Wednesday, September 13, 2006

Democracy Does Not Guarantee Freedom

One of the most humbling realizations to come about in the years following 9/11 is that Democracy does not necessarily guarantee freedom, nor does it produce governments sympathetic to the U.S. In fact, many of the governments that are seemingly our most critical allies in the Middle East are such dictatorial governments as Saudi Arabia, Jordan, Egypt, and Pakistan, all of whom experience massive anti-Western demonstrations on their city streets weekly. In Egypt alone, the government supports hostile civilian campaign ads against the West, sometimes allowing its civilians to erect large billboards that show burning American flags.

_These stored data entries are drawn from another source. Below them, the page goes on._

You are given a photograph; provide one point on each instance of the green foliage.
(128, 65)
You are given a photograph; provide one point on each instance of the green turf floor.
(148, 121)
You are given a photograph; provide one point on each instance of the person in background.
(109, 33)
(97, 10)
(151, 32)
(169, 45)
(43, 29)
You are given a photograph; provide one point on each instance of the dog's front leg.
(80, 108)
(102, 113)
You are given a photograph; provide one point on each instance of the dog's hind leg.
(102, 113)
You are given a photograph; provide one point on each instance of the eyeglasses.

Yet, to be fair, as Foreign Affairs Gregory Gause III has pointed out, "There is no evidence that states ruled by dictators produce more terrorists or more terrorism than democracies." Though note that 17 out of the 19 highjackers on 9/11 were from Saudi Arabia, our "ally." And yet, to be even more fair, the U.S. has bred its own share of homegrown terrorists, Timothy McVeigh and Ted Kaczynski, among many others.

However, what much of this exposes is America's hypocritical foreign policies, being that although we promote democracy all over the world and feel it is the only pathway toward freedom, we don't mind dictators as long as they do what the U.S. wants. Now, I know I'm running the risk of sounding extremely left, but this isn't necessarily a left or right issue. It is a matter of realizing the dangerous game we are playing in the Middle East that is giving rise to a new generation of terrorists that will come to idealize the U.S. as nothing more than a nation of evil imperialists. The National Intelligence Estimate released on September 26, 2006 states as much.

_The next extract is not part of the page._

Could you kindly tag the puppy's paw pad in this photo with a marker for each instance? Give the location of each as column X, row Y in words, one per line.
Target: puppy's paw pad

And that alone scares me, especially in the nuclear age.

During a 1997 Southern California stop at Chaffey College, I had the chance as a then nascent reporter for the Chaffey Breeze to talk with president Clinton about his thoughts on the first Trade Center bombings. I asked the president what scared him most about that day. His response was, "What scares me most is America's vulnerability to acts of terrorism. We never thought this could happen on U.S. soil." It is America's vulnerability that is so enticing to terrorists, and as long as we remain a free society, and our foreign policies in the Middle East continue on the destructful path they are heading, America will never be safer. Thus, everything the Bush administration has done over the last five years, everything they claim has made us safer, is bogus. We are just as vulnerable today as we were in 1993, 1998, 2000, and 2001, and there is nothing the Bush administration, or any administration at that, can do that will keep us safe.

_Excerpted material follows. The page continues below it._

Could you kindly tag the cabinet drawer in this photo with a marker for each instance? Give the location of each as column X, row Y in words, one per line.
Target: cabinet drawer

However, as Gary Hart has pointed out in his book the Fourth Power, the U.S. can be a very attractive country. As he theorized, it may be possble to win the world over by using our most critical weapon, American virtues. America means something by virtue of its distinct democratic, tolerant and egalitarian values which should be the basis of American foreign policy, not fabricated wars to force democracy down the throat of a people hostile to the U.S. Although ostensibly naive as Hart's view is, it is a healthy alternative to a "War on Terror" that has no end in sight, and has become the white elephant that is draining the U.S. economy, and killing and maiming thousands of American soldiers.